Die Stadt Wien hat das Hitzeproblem erkannt und rüstet auf. In sogenannten "Coolen Straßen" wurde der dunkle Asphalt durch helle Beläge ausgetauscht, die weniger Hitze speichern. Dazu kommen frische Bepflanzungen und Wasserspiele. Spazieren Sie durch die Phorusgasse im 4. Bezirk, die Goldschlagstraße im 14. oder die Zieglergasse im 7. Bezirk. Hier weht Ihnen im wahrsten Sinne des Wortes ein kühlerer Wind um die Nase, flankiert von erfrischenden Nebelduschen.
Kostenlose "Coole Zonen"
Wenn es draußen einfach gar nicht mehr geht, hilft nur noch die Flucht nach drinnen.

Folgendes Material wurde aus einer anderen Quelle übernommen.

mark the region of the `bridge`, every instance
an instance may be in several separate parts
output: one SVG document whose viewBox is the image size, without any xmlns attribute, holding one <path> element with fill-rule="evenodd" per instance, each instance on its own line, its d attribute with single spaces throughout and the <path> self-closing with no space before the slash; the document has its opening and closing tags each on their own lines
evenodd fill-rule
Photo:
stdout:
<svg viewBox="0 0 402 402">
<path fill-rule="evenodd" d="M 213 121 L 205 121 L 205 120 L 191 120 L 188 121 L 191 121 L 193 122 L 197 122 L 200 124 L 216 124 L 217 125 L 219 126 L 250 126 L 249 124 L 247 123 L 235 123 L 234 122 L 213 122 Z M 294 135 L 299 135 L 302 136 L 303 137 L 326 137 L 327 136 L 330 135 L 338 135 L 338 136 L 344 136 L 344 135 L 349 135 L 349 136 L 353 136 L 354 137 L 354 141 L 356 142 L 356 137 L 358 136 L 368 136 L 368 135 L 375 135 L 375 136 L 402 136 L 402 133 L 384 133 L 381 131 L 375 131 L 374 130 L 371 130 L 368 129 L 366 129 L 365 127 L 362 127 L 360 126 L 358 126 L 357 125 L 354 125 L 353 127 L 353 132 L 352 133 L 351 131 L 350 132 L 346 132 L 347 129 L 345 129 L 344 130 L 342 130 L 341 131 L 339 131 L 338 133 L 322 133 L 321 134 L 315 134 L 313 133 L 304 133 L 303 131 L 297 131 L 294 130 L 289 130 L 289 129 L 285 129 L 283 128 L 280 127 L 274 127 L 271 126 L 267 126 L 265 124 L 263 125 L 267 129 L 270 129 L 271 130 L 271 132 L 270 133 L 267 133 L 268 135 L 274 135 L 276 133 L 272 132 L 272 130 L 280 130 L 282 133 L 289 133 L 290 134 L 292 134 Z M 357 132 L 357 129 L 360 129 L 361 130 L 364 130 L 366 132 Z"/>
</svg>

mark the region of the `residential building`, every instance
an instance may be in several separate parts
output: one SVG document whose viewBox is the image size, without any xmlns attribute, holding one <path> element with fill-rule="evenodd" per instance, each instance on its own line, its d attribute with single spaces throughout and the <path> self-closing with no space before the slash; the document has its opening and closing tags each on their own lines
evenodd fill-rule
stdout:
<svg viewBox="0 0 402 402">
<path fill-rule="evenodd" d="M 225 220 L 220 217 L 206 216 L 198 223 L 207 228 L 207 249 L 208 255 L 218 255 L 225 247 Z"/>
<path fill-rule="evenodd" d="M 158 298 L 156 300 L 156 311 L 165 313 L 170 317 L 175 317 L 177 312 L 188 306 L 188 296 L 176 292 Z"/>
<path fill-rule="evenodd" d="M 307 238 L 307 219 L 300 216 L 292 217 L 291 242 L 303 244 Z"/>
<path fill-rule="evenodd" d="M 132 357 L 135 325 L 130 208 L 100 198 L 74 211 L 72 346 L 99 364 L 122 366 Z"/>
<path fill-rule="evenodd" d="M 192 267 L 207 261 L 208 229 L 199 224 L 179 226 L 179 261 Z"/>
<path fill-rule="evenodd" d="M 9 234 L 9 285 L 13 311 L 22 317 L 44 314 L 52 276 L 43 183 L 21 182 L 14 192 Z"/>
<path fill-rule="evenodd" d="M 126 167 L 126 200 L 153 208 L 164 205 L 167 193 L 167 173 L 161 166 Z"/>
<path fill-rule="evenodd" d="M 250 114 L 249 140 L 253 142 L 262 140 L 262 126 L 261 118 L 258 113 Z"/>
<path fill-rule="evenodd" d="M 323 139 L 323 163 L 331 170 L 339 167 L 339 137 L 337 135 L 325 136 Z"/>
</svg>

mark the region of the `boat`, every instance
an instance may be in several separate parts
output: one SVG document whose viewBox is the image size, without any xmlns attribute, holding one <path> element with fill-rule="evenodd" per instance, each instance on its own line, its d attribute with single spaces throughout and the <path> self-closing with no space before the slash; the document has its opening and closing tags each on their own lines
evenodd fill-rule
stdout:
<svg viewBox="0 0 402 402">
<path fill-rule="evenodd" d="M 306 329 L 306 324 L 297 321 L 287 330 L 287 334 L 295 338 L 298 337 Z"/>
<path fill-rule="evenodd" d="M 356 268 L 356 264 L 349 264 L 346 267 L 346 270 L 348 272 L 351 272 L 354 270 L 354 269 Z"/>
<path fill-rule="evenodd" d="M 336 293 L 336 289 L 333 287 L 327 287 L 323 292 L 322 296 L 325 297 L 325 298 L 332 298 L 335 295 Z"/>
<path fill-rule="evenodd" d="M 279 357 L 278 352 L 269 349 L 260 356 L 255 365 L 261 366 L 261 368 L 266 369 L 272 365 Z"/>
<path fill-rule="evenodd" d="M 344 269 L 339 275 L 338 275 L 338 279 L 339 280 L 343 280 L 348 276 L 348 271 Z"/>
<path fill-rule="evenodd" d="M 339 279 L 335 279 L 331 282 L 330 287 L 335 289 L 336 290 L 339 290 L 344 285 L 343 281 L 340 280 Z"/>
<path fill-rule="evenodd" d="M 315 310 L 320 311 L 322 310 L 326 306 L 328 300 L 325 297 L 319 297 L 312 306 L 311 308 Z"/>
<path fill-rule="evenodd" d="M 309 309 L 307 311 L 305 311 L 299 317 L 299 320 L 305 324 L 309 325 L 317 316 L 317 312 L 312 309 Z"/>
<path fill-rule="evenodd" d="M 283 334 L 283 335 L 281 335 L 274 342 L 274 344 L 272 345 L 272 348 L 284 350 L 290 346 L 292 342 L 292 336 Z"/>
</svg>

Genau dafür gibt es mittlerweile 37 offiziell ausgewiesene "Coole Zonen" in Wien (z.B. im Wien Museum am Karlsplatz oder im Haus Erlebnis Europa). Das sind frei zugängliche, klimatisierte Räume, in denen Sie sich gratis aufhalten, lesen, WLAN nutzen oder einfach nur durchatmen können – ganz ohne dass Sie etwas kaufen müssen. Ein Blick auf den digitalen Stadtplan Wiens zeigt Ihnen sofort, wo sich Ihre nächste Rettungs-Zone befindet.
Ab in die Unterwelt
Wollen Sie den Temperatursturz extrem? Dann verlassen Sie die Oberfläche. Unter den Straßen Wiens schlummern historische Gewölbe, die das ganze Jahr über ihre kühlen Temperaturen halten.
- Die Katakomben des Stephansdoms & die Kapuzinergruft: Während die Touristen am Stephansplatz bei 35 Grad schmelzen, herrschen in den unterirdischen Gängen herrliche 16 bis 20 Grad.
- Schlumberger Kellerwelten (19. Bezirk): Über 300 Meter lange historische Gewölbe, in denen Sekt reift und das bei konstant kühlen Temperaturen. Eine Sektverkostung am Ende der Tour sorgt für die Extra-Erfrischung von innen.